Watch Out for Major Tax Law Changes - the American Families Plan

President Biden plans on increasing the top individual income tax rate and the capital gains tax rate, taxing carried interests as ordinary income, eliminating stepped-up basis for certain inherited assets, and other tax hikes focused on upper-income taxpayers to pay for his proposed “American Families Plan”.

The plan will include new spending on “human infrastructure” priorities such as paid family and medical leave, universal childcare, access to pre-kindergarten education and free community college, and nutrition assistance programs, along with other tax relief targeted at lower- and middle-income taxpayers.

Revenue Generation – Aka: Increased Taxation

  • Increase the top marginal individual income tax rate to 39.6% for taxpayers (from 37%).

  • Tax long-term capital gains & certain dividends at ordinary rates for households over $1 million, potentially increasing the federal tax burden from 23.8% to 43.4% on this income.

  • Permanently eliminate the carried interest “loophole”.

  • Permanently extend the excess business loss limitation that restricts deducting business losses against non-business income.

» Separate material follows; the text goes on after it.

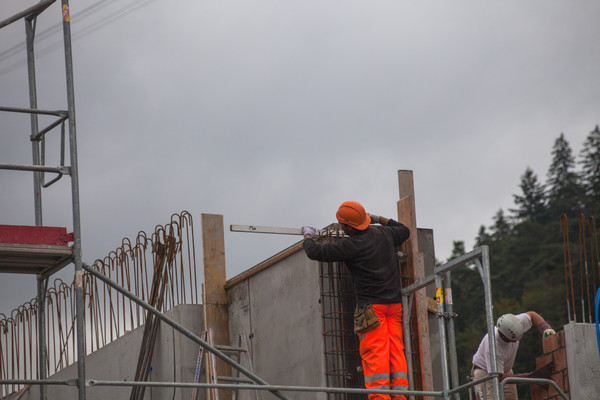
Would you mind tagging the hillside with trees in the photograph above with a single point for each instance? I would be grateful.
(527, 254)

  • End the like-kind exchange rules for gains on real property greater than $500,000.

  • Repeal the step-up basis of certain inherited assets that have inherent gains greater than $1 million upon death.

  • Change the 3.8% Medicare tax on net investment income for individuals over $400,000, probably including taxation of certain active business income that isn’t currently taxed.

Notable Campaign Promises Not Included

  • Reinstatement of the “PEASE” limitations, and imposing other limitations on the value of itemized deductions for upper-income taxpayers.

  • Eliminating the 20% qualified business deduction for passthrough income for higher income individuals.

  • Reducing the estate plan exemption and increasing the estate tax rate.

Benefits provided to the Lower- and Middle-Income Taxpayers

  • Permanent extension of the full refundability of the child tax credit.

  • Permanently extend enhancements to the earned income tax credit for childless workers.

  • Permanent extension of the temporary increases to the child and dependent care tax credit.

  • Permanently extend taxpayer-friendly changes to the Affordable Care Act’s health insurance premium tax credit.

From a timing standpoint, it appears that this legislation will probably be in the works for several months while the Senate and House negotiate the precise terms of the legislation.

Don’t expect this to be the final word on tax law changes during 2021. There are significant changes to the corporate income tax and international tax law provisions that are also expected, and which will be posted on separately.